Moreover, Larry Ellison said the acquisition gives Oracle the ability to  engineer an integrated system – applications to disk – where all the pieces fit and work together with customers benefitting as their systems integration costs go down while system performance, reliability and security go up (see article). However, Oracle already has such an arrangement with HP to build a grid of Oracle database servers with HP Exabyte servers.  Current industry speculation suggests that HP may buy Sun’s hardware, storage and integrated cicuits intellectual property outright after the Oracle acquisition is final (see article).

This still gives Oracle an incentive to continue as the steward for open specifications focusing on the Java Community Process and OpenSolaris. On the other hand, all may not be as rosy for colleagues working on open source initiatives (such as the NetBeans developer tools and the Glassfish  application server) that compete with more popular offerings such as Eclipse and JBOSS.  Such projects could soon be on the chopping block on top of the 6000 job cuts already announced by Sun (see article).

Besides the obvious layoffs involving  the systems side of the business, the software side will also come under close scrutiny with salaries that exceed those paid by Oracle.  Oracle has also earned a reputation for a military-style discipline that may come as a shock to more relaxed Sun employees.

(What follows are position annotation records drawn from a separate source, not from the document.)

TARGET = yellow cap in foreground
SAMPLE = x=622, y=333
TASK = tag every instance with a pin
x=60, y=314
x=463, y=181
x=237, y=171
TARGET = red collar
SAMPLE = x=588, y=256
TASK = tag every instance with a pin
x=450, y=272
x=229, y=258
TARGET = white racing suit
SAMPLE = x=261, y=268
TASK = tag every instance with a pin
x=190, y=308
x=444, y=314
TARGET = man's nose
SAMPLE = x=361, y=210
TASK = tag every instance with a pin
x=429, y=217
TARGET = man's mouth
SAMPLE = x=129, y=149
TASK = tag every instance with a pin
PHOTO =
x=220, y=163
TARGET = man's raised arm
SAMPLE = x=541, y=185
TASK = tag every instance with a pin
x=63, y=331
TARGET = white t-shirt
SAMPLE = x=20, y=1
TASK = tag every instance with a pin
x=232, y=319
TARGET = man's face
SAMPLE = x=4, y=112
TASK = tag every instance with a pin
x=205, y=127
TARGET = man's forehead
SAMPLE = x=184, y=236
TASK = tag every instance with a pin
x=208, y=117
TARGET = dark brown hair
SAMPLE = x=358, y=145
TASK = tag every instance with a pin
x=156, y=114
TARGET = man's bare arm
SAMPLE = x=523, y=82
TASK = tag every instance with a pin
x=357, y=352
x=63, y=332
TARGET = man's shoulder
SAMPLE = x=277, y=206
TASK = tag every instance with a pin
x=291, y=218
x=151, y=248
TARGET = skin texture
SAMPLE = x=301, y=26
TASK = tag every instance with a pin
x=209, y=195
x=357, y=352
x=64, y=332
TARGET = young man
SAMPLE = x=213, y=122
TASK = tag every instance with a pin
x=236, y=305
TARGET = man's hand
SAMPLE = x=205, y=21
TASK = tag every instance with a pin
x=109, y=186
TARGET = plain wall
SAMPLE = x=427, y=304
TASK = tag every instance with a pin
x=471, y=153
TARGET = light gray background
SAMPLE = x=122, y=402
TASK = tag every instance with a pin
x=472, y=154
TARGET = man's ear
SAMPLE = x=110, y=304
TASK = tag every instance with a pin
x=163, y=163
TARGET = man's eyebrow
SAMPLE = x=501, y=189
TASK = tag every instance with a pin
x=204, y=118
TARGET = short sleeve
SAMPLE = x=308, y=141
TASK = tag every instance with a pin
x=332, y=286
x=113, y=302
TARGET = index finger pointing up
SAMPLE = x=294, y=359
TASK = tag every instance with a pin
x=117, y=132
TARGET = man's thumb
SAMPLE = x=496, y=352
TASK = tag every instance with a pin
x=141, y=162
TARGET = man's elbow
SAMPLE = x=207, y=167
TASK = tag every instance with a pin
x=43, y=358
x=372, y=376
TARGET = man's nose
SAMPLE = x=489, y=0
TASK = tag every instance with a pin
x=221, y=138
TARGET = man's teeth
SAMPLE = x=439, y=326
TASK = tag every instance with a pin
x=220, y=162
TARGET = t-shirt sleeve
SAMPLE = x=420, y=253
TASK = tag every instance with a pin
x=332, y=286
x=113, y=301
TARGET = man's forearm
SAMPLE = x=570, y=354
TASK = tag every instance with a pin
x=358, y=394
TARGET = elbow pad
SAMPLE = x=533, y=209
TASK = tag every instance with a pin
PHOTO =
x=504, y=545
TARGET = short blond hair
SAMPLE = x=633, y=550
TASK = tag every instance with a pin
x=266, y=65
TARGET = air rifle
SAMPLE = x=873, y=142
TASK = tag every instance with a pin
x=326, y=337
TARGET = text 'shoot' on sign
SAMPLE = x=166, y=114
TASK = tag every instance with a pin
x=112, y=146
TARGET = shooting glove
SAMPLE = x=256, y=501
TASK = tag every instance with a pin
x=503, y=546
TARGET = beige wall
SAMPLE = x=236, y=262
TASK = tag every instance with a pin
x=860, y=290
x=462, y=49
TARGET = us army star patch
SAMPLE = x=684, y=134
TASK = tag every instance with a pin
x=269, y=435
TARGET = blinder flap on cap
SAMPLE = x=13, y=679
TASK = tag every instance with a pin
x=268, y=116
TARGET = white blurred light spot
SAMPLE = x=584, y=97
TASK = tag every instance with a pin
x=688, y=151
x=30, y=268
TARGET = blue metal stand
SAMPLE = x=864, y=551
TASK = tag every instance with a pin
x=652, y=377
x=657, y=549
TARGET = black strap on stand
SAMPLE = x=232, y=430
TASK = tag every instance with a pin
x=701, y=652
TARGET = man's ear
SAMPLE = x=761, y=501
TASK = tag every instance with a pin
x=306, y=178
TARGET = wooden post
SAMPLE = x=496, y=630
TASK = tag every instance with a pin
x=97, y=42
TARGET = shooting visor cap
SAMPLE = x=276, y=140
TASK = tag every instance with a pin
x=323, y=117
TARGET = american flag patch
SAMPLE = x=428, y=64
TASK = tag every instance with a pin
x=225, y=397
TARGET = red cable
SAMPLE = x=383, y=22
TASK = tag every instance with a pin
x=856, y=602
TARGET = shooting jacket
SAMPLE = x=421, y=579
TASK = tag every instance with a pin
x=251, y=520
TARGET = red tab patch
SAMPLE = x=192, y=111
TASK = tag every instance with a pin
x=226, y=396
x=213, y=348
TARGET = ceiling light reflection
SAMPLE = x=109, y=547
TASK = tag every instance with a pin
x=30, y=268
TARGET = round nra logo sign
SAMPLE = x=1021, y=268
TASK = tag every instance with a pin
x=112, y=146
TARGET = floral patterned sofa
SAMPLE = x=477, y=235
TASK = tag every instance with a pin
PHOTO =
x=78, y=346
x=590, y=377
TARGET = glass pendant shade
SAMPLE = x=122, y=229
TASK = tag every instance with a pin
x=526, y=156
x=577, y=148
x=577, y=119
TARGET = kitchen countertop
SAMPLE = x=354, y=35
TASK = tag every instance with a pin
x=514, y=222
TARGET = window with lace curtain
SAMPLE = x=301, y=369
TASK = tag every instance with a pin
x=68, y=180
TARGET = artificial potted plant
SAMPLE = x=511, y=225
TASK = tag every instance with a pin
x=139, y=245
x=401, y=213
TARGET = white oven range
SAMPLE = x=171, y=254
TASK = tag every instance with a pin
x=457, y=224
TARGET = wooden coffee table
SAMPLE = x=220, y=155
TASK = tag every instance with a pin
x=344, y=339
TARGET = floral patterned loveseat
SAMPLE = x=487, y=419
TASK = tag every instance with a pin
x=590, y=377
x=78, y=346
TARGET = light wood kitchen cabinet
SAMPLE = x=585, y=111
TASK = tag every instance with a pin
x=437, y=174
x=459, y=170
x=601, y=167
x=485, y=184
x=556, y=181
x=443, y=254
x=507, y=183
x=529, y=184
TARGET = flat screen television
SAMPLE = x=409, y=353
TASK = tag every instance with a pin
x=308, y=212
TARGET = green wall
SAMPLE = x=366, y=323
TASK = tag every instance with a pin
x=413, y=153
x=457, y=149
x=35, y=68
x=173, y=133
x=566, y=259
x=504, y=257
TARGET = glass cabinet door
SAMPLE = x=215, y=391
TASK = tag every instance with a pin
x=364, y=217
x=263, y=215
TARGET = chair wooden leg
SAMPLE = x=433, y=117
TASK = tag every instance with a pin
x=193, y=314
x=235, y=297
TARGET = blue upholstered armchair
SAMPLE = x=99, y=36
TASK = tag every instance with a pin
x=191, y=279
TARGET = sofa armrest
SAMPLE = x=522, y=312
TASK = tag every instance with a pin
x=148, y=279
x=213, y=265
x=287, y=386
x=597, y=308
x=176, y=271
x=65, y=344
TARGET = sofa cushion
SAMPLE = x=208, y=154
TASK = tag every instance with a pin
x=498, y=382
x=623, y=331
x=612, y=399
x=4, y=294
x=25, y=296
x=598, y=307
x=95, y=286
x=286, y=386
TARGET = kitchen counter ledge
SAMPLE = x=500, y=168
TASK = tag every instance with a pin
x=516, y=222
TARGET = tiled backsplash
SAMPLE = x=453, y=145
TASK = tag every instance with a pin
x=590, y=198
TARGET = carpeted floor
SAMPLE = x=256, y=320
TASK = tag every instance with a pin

In the end, Sun Microsystems became a victim of its own success. Like other successful startups like Silicon Graphics and Netscape Communications, the company differentiated itself with innovations such as Java and networked computing, but the company could not adapt as the times changed (like the dot com bust) and the technologies it evangelized became commodities that could be easily duplicated or replaced with ease and lower cost.